GANT61 decreased the relative viability of both HT-29 and HCT-116 cells in a time- and dose-dependent manner (P<0.05; Fig. 1A and B). Furthermore, GANT61 decreased the protein expression levels of Gli1, β-catenin and Notch1 in a dose-dependent manner in HT-29 (Fig. 1C) and HCT-116 (Fig. 1D) cells. In addition, in HT-29 cells, GANT61 reduced the proportion of CD133+ cells in a dose-dependent manner (P<0.05; Figs. 1E and S1A). Similarly, in HCT-116 cells, GANT61 also decreased the percentage of CD133+ cells in a dose-dependent manner (P<0.05; Figs. 1F and S1B).

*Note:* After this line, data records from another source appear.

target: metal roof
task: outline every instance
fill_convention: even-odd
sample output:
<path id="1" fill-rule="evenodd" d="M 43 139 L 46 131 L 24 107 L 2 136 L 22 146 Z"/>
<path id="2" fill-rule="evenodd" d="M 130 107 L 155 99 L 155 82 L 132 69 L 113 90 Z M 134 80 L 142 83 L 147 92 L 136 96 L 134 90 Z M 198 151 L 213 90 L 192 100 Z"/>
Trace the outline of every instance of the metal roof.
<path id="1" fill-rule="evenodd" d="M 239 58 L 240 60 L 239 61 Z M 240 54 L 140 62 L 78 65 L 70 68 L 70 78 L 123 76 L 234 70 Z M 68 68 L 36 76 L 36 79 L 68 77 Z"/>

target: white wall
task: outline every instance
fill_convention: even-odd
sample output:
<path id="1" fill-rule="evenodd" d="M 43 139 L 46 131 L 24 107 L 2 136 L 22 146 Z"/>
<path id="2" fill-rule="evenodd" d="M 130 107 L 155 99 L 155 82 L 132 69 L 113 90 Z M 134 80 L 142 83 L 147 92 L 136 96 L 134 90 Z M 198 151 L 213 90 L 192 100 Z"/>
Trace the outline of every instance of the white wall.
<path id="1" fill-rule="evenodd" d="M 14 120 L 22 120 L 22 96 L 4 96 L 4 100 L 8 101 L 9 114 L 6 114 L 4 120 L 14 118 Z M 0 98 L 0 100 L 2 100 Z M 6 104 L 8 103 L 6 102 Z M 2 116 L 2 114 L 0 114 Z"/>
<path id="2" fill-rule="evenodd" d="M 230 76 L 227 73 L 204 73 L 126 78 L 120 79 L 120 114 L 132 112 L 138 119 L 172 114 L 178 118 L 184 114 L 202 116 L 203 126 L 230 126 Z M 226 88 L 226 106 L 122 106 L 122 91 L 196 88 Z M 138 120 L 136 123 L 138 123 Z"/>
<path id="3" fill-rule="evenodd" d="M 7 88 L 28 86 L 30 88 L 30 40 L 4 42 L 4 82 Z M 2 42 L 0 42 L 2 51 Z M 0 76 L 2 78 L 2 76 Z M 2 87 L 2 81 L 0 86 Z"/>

GANT61 exhibits killing effects on CRC cells by regulating the Wnt/β-catenin pathway

Furthermore, GANT61 decreased, while HLY78 increased, the protein expression levels of β-catenin and TCF7 in HT-29 and HCT-116 cells; HLY78 also reversed the decrease in β-catenin and TCF7 protein expression in GANT61-treated HT-29 and HCT-116 cells (P<0.05) (Fig. 2A-D). Also, GANT61 decreased (P<0.01), while HLY78 increased (P<0.01), the relative viability of HT-29 cells, and HLY78 also retained the viability of GANT61-treated HT-29 cells (P<0.05) (Fig. 2E). In addition, GANT61 promoted (P<0.001), but HLY78 inhibited (P<0.05) the apoptosis of HT-29 cells, which was prevented by HLY78 in GANT61-treated HT-29 cells (P<0.001) (Fig. 2G and I). Furthermore, GANT61 downregulated (P<0.001), while HLY78 upregulated (P<0.05) the relative cell viability of HCT-116 cells, and HLY78 also retained the viability GANT61-treated HCT-116 cells (P<0.01) (Fig. 2F). Furthermore, GANT61 (P<0.001) increased HCT-116 cell apoptosis in, which was decreased by HLY78 (P<0.05); subsequently, HLY78 also reduced apoptosis in GANT61-treated HCT-116 cells (P<0.001) (Fig. 2H and J). These data suggested that HLY78 curtailed the effects of GANT61 on CRC cell viability and apoptosis.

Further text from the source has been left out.